A Genève, il existe pourtant une commission de dangerosité dans laquelle siègent des psychiatres et des représentants de la justice, selon le conseiller d'Etat Pierre-François Unger. Cet organisme examine notamment les cas des criminels tels que Fabrice A. L'enquête administrative devra déterminer si l'évaluation a été faite correctement.

Benjamin Brägger estime que ce n'est pas le cas. Il précise toutefois que «les violeurs sont des manipulateurs de première catégorie». Ils peuvent faire semblant d'avoir appris sans qu'il y ait de changement profond. «Sans un système très critique envers le détenu», il peut passer entre les mailles du filet.

Bons résultats

Carlo Sommaruga, conseiller national (PS/GE) s'interroge aussi sur les erreurs d'évaluation. «Je pense qu'on ne peut plus se fier à une seule appréciation pour décider du sort d'un détenu. Il faut au moins deux avis», explique M.Sommaruga dans Le Temps, plaidant en faveur d'un contrôle fédéral sur le traitement des cas dangereux.

La réinsertion sociale des délinquants dangereux est aussi au cœur de la problématique. En effet, le violeur récidiviste qui purgeait une peine de 20 ans cumulés au centre de sociothérapie «La Pâquerette» aurait pu demander une libération conditionnelle en 2015. Cette unité spécialisée le préparait à un retour progressif à la liberté.

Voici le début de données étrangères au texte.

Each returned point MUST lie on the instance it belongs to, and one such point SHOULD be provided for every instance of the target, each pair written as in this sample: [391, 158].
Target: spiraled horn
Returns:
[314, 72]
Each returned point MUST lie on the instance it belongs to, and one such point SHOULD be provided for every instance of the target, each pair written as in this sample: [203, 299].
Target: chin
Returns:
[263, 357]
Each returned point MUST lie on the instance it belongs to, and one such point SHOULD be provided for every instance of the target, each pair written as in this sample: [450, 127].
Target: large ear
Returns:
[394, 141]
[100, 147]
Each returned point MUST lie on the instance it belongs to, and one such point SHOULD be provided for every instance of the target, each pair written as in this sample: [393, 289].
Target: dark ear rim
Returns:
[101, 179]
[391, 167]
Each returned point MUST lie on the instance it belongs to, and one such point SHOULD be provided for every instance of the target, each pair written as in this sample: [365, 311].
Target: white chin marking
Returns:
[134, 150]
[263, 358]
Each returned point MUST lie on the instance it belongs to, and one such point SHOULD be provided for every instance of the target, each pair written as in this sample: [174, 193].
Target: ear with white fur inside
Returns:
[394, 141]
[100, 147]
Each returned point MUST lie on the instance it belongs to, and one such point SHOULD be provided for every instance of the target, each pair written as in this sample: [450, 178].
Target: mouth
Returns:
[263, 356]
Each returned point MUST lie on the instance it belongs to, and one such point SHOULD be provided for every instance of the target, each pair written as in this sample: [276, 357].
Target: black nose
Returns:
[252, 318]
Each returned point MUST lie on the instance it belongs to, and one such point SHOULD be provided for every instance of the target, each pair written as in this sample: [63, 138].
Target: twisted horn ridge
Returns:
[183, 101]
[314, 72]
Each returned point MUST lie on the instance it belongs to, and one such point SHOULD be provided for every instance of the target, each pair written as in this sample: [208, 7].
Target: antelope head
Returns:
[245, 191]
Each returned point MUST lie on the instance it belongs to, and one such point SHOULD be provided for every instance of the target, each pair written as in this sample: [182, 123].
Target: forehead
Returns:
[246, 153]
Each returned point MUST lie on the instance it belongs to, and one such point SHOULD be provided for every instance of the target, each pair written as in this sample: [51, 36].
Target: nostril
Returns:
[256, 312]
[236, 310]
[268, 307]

Dans une interview au 12:30 de RTS/La Première, André Kuhn professeur associé à l'Institut de criminologie et de droit pénal de l'Université de Lausanne, relève les bons résultats obtenus par «La Pâquerette». Pour un cas, aussi dramatique soit-il, où cela ne fonctionne pas, il y en a des centaines voire des milliers qui donnent de bons résultats.

Vague d'indignation

Les autorités genevoises relevaient aussi vendredi que sur 7091 sorties seules cinq se sont soldées par des non-retour. Fabrice A. est le sixième évadé avec l'issue fatale qui s'en est suivi. Cet homme est suspecté de l'assassinat d'Adeline qui l'accompagnait jeudi à sa séance de thérapie équestre.

La mort de la jeune femme a soulevé une vague d'indignation. Les messages de condoléances affluent sur les réseaux sociaux. Un rassemblement est annoncé en sa mémoire lundi en fin d'après-midi devant l'Hôtel-de-Ville de Genève.